Even everyday expressions were different. I’d often begin replies to tricky questions with ag, which sounds a little like the Scottish och. It’s a fantastically useful word, that we don’t have an exact alternative for in English, but is almost an indication that the question has required consideration. Equally, it can stand on its own as the answer to a question. It’s the perfect general-purpose word. Both ja and yebo have liberally peppered my speech over the years. Both mean yes, ja from the Afrikaans and yebo from the Zulu, although yebo can also be used as a way of saying hello.

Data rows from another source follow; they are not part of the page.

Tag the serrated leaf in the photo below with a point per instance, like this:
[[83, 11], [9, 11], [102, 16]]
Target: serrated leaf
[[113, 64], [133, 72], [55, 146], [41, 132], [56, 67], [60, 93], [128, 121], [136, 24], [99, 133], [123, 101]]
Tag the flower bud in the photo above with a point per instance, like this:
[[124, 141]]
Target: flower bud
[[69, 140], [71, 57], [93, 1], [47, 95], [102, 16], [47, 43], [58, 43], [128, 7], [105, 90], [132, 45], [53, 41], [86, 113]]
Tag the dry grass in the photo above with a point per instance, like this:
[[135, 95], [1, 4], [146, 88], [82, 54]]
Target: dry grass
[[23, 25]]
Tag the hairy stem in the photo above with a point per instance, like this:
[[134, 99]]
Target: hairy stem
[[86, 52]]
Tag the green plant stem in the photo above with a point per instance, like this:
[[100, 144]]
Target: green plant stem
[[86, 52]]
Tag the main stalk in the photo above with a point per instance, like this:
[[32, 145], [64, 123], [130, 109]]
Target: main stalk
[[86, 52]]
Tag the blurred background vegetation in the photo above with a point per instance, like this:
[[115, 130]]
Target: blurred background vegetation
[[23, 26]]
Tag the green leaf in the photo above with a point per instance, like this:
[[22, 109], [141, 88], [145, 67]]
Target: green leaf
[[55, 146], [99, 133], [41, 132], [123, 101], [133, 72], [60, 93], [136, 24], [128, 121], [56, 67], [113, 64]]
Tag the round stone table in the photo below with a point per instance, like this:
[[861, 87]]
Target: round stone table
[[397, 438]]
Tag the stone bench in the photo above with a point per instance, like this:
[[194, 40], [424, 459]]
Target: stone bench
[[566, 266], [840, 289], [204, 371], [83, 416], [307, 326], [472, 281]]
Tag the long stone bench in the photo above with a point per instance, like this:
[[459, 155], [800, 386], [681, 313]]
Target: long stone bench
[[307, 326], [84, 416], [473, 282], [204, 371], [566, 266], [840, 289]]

I have left some of my favorites for last though. Lekker is another fabulously general-purpose word, which can be used to signify approval and delight over any subject matter, from ice-cream to a member of the opposite sex. It’s quite staccato and harsh sounding for an admission of enjoyment or approval, but then that’s perhaps part of its charm. It’s short and definite and gets the point across admirably. Possibly one of the best words in South African English, though, has to be vrot, which is pronounced ‘frot’. To be honest, I didn’t actually realise that this was a South Africanism until I started writing this blog post, but it has remained a faithful friend in describing rotten or putrid food. Despite coming from the Afrikaans originally, it’s now universally accepted as a way of describing something a bit grim. There’s something oddly onomatopoeic and slightly poetic about it to my mind, and I defy anyone to come up with a better replacement.
However, there is one phrase that never seems to have found a home with me in Britain, perhaps on account of the British weather, and it’s a term that describes one of those glorious moments when the weather is doing two things at the same time that seem impossible: when it’s pouring with rain while the sun shines brightly. In South Africa, we call that a monkey’s wedding from the Zulu umshado wezinkawu (= a wedding for monkeys), although there is also a variation in Afrikaans (jakkalstrou), which refers to the meteorological phenomenon as a jackal’s wedding. There seem to be many variations on the name in many different cultures, and they particularly seem to centre around the notion of weddings, although no definitive reasoning for why this may be is known.
In all my linguistic wanderings today, I have forgotten one phrase, which has caused great confusion in my life over the years and is perhaps an appropriate one to end on, and that would be my use of home, for no matter how long I live in Britain, when I talk about back home, I can only ever mean one place. I’ll leave you to work out where that is.